Carla de Mojana e seu Menino Múltiplo

Fizemos uma pequena entrevista com a mais nova tradutora da casa, Carla de Mojana. Uma pessoa doce que chegou até nós com um projeto maravilho, a primeira tradução de Andrée Chedid no Brasil.

Para nós, aqui na Editora, foi um prazer editar esse livro. Andrée Chedid merece ter sua obra em circulação, afinal seu texto é poético e a sua motivação é certeira. Temos a certeza de que as palavras de Chedid podem mudar pensamentos e, até mesmo, amolecer os corações mais duros.

O que mais te emociona na obra de Chedid?

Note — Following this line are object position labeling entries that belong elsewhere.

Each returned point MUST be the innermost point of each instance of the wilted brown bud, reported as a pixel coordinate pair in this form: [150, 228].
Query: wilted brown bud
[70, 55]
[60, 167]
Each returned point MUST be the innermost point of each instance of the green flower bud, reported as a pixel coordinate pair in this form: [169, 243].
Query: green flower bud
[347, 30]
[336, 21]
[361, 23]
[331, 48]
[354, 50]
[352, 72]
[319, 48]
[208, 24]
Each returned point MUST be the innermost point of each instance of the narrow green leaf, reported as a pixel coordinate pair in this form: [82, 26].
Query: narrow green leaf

Lembro que a obra de Chedid é vasta. Em se tratando de romances e nouvelles, o que me toca é a sensibilidade com a qual ela aborda assuntos duros e atuais, como a vida e a morte, guerras, intolerância, a defesa do múltiplo, do “estranho”, por meio de uma escrita carregada de poesia. Chedid busca a simplicidade em suas narrativas, cuja força, a meu ver, vem do teor poético que ela imprime na prosa, atentando às imagens, ao ritmo, aos silêncios. Ela consegue, assim, fazer o que ela se propõe a fazer: transmitir algo que vá para além da dominação do tempo, da história e dos lugares; de nossa própria pele, enquanto leitores, mas que ao mesmo tempo nela cria raízes. Ela toca na essência do ser humano.

Quais foram as dificuldades na tradução d’O Menino Múltiplo?

É uma prosa que traz muita poesia, nas imagens, no ritmo, na respiração. A principal dificuldade foi a tradução do ritmo da obra, marcado por recursos da poesia – aliteração, assonância, rimas, paralelismos –, pela pontuação e pelas palavras escolhidas dedo a dedo pela escritora durante seu processo criativo. Chedid escrevia o texto bruto e o reescrevia quantas vezes achasse necessário, sempre consultando dicionários, em busca do que ela chamava de “a palavra certa”, aquela que soa bem aos ouvidos. Foi o que fiz, prazerosamente, na tradução. Foi um intenso processo de criação, a partir do texto original, no texto em língua portuguesa.

Personagem favorito na obra?

A obra traz personagens fortes e com atuações precisas e marcantes no decorrer da história, sempre relacionados ao pequeno Omar-Jo, o personagem principal. Meu personagem favorito. Uma criança apaixonante, profunda, que apesar de marcada pela perda de seus pais em meio à guerra e de um membro de seu corpo, ainda dotada de características infantis, como a fantasia e a não assimilação de preconceitos, incute nos adultos valores escondidos, perdidos, como o amor e a aceitação do outro, e os une em suas diferenças.

Traduziria outra obra de Chedid?

Sim, poderia traduzir todas as suas obras. Não só pela beleza de sua escrita, mas pelas mensagens que a grande maioria delas carrega, necessárias no mundo plural e globalizado no qual vivemos. Como o romance L’autre [O outro], uma obra-chave no conjunto da obra de Chedid: um senhor e um jovem que ele não conhece trocam olhares brevemente e, pouco tempo depois, acontece um terremoto. Em meio à tragédia, o senhor sente que o jovem está vivo, sob os escombros, e insiste para que as equipes de resgate não desistam dele, procurando se comunicar com ele diariamente pela voz. Sua missão pessoal passa a ser salvar o outro, o estranho. Há vários ecos da alteridade da autora em sua poesia, o que me leva a citar uma de suas frases em voga: “Você, quem quer que você seja, eu lhe sou bem mais próximo do que estranho”.

Como conheceu a música de Matthieu Chedid?

Ouvindo rádio, na França, há muitos anos. Seu pai já era um músico bem conhecido antes de sua estreia solo nos palcos. Atualmente a família Chedid faz shows em todo o país; ele tem uma irmã e um irmão também músicos, que seguem carreiras independentes. E uma irmã cineasta. É uma família de artistas, que tem como precursora a avó, Andrée Chedid. Ela dizia que se não fosse escritora seria atriz. E fazia colagens, escrevia letras de músicas. Omar-Jo, personagem de O Menino Múltiplo, irradia esse amor pela arte do espetáculo, que também aparece em outros personagens, como Sugar e Cheranne, músicos.

O que você tem lido?

Principalmente romances de língua francesa, como L’ Œil et la nuit, do marroquino Abdellatif Laâbi e Tropique de la violence, da mauriciana Nathacha Appanah, escritores radicados na França. Estou lendo Repose-toi sur moi, um romance contemporâneo de Serge Joncour e La mare au diable, um belo clássico de George Sand.